Other authors on this study include Sarah Elnozahy, Kelly Fogelson and Peter C. Holland of The Johns Hopkins University; Tom Hindmarsh Sten, Eleni S. Papadoyannis and Robert C. Froemke of New York University School of Medicine; Rupesh Kumar, Yves Boubenec and Srdjan Ostojic of École Normale Supérieure-PSL Research University.
About this neuroscience research article
Source: Johns Hopkins University Media Contacts: Chanapa Tantibanchachai – Johns Hopkins University Image Source: The image is in the public domain.
Dissociating task acquisition from expression during learning reveals latent knowledge
Performance on cognitive tasks during learning is used to measure knowledge, yet it remains controversial since such testing is susceptible to contextual factors.
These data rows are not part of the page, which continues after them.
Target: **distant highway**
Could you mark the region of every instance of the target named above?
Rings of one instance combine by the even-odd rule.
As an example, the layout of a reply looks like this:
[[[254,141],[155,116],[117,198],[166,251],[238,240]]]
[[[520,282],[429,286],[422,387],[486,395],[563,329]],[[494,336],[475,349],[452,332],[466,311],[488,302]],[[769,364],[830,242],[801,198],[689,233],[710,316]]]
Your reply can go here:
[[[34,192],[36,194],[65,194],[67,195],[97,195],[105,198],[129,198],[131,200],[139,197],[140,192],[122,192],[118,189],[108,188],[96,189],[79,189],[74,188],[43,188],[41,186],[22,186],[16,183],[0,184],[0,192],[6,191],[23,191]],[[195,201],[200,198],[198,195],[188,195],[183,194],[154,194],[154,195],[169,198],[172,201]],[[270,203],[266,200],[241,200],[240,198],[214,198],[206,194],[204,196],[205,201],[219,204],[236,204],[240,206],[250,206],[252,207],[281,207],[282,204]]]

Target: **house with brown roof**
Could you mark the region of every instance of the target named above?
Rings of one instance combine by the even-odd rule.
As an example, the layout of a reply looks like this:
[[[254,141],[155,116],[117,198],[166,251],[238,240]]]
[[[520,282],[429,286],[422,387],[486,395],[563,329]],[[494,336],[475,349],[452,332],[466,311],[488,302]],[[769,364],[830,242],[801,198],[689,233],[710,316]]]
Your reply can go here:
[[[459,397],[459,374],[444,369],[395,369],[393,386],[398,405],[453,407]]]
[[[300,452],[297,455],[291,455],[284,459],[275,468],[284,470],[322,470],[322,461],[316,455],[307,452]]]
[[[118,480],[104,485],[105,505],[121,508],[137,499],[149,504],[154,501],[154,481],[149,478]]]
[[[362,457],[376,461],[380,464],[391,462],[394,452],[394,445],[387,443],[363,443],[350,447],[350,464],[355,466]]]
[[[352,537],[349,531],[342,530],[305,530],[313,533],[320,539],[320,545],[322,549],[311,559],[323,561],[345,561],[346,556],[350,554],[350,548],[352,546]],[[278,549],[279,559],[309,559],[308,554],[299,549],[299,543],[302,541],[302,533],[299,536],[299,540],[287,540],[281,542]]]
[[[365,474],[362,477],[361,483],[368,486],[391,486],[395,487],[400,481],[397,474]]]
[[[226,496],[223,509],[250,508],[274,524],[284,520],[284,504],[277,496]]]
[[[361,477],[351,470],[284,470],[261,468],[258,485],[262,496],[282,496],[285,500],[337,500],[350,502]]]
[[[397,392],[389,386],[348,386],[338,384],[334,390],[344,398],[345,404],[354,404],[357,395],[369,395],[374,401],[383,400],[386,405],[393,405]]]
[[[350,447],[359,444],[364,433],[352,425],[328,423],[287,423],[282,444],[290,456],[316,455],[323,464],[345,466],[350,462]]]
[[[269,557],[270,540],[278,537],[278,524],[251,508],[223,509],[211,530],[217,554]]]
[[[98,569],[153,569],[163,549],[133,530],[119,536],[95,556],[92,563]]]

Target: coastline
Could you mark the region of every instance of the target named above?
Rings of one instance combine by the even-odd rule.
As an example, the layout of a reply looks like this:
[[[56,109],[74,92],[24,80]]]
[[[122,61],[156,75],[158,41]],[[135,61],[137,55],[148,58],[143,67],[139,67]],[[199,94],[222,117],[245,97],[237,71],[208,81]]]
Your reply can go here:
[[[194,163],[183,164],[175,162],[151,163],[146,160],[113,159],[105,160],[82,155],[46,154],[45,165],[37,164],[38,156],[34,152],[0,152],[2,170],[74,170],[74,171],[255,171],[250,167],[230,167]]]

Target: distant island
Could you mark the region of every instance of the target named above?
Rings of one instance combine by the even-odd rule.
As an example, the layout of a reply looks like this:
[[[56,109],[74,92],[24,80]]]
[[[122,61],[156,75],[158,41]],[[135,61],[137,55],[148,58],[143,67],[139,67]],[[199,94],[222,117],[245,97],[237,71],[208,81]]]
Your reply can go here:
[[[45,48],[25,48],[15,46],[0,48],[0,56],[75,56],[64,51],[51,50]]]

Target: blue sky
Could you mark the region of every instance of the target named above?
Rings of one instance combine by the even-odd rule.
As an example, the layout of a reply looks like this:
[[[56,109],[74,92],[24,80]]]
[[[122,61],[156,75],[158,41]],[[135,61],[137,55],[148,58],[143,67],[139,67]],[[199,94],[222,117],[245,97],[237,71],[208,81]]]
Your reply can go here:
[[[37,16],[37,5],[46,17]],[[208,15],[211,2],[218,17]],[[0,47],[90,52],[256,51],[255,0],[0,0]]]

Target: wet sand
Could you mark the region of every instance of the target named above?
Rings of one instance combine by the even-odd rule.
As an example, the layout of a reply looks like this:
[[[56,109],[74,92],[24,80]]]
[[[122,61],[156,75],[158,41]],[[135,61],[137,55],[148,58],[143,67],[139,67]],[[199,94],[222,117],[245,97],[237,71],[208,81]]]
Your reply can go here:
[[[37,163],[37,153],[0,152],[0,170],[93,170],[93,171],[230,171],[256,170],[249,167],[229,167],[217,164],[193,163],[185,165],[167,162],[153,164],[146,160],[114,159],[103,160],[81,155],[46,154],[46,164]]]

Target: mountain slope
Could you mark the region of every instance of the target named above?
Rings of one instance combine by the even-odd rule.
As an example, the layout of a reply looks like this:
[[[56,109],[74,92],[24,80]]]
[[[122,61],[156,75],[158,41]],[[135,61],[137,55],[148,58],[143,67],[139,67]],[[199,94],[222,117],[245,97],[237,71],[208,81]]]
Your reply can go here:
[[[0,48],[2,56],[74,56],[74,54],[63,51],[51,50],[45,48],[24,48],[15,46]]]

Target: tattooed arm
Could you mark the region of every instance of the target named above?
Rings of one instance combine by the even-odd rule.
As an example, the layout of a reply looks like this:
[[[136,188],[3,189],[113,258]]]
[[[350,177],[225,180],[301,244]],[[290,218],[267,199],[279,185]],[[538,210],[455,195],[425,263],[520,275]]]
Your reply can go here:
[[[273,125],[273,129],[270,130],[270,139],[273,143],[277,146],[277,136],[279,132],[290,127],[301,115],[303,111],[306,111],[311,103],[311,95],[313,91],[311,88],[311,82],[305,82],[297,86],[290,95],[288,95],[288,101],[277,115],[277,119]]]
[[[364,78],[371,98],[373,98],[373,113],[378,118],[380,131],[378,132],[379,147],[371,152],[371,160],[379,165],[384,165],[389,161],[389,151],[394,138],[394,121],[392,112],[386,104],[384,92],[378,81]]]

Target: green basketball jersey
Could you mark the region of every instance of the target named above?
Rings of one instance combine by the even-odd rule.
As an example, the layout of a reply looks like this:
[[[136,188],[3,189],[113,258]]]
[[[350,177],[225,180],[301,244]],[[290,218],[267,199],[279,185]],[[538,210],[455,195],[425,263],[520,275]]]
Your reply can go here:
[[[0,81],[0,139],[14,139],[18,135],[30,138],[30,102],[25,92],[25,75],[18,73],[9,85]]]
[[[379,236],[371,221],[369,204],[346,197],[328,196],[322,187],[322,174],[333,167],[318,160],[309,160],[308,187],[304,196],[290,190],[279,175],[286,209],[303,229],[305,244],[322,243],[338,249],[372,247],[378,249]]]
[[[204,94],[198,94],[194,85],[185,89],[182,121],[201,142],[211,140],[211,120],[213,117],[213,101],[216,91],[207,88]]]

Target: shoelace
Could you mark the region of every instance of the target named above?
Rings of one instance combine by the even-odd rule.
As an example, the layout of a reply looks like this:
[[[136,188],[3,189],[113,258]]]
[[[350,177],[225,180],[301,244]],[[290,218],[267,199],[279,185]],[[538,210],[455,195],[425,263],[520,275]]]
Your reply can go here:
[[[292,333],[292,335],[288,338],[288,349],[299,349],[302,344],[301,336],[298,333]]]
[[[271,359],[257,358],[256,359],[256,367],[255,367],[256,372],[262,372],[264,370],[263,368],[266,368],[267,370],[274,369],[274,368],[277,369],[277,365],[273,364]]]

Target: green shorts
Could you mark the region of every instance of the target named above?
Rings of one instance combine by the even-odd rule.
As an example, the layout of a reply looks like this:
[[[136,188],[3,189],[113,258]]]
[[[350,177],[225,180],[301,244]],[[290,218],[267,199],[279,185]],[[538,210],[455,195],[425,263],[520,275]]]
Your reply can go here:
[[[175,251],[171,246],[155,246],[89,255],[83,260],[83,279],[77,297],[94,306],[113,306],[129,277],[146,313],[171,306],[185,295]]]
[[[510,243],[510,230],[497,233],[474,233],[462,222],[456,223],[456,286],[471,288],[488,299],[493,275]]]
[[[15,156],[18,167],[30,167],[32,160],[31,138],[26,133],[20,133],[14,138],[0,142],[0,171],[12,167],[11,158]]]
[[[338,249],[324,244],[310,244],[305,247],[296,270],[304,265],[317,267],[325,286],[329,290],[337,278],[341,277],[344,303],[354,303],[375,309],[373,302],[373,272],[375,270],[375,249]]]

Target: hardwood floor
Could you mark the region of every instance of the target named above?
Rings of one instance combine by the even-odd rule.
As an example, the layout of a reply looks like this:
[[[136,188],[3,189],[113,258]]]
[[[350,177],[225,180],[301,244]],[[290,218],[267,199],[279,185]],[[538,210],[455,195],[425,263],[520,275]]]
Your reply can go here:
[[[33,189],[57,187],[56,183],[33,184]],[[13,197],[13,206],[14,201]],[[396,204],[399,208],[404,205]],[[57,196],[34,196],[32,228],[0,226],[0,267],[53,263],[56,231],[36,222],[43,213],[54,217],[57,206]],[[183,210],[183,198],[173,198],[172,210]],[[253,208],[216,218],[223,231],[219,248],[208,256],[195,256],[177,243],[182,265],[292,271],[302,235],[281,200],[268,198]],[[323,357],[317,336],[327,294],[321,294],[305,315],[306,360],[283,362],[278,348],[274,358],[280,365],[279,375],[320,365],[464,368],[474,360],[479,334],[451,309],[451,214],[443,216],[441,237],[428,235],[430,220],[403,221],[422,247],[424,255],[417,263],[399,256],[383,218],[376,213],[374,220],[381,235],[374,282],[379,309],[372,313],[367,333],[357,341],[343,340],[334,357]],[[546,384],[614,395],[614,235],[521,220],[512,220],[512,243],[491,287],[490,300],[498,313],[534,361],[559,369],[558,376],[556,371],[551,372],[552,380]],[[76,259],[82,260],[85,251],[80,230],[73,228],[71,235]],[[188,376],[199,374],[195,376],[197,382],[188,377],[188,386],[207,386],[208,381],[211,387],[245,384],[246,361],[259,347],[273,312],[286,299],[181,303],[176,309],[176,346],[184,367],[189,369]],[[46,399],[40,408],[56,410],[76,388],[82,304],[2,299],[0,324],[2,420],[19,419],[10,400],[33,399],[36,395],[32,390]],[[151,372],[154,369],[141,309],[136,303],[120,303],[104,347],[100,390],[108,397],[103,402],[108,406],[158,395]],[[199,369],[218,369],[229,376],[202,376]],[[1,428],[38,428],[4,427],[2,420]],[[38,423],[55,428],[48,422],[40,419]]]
To what extent does performance during learning depend on the testing context, rather than underlying knowledge? We trained mice, rats and ferrets on a range of tasks to examine how testing context impacts the acquisition of knowledge versus its expression. We interleaved reinforced trials with probe trials in which we omitted reinforcement. Across tasks, each animal species performed remarkably better in probe trials during learning and inter-animal variability was strikingly reduced. Reinforcement feedback is thus critical for learning-related behavioral improvements but, paradoxically masks the expression of underlying knowledge. We capture these results with a network model in which learning occurs during reinforced trials while context modulates only the read-out parameters. Probing learning by omitting reinforcement thus uncovers latent knowledge and identifies context- not “smartness”- as the major source of individual variability.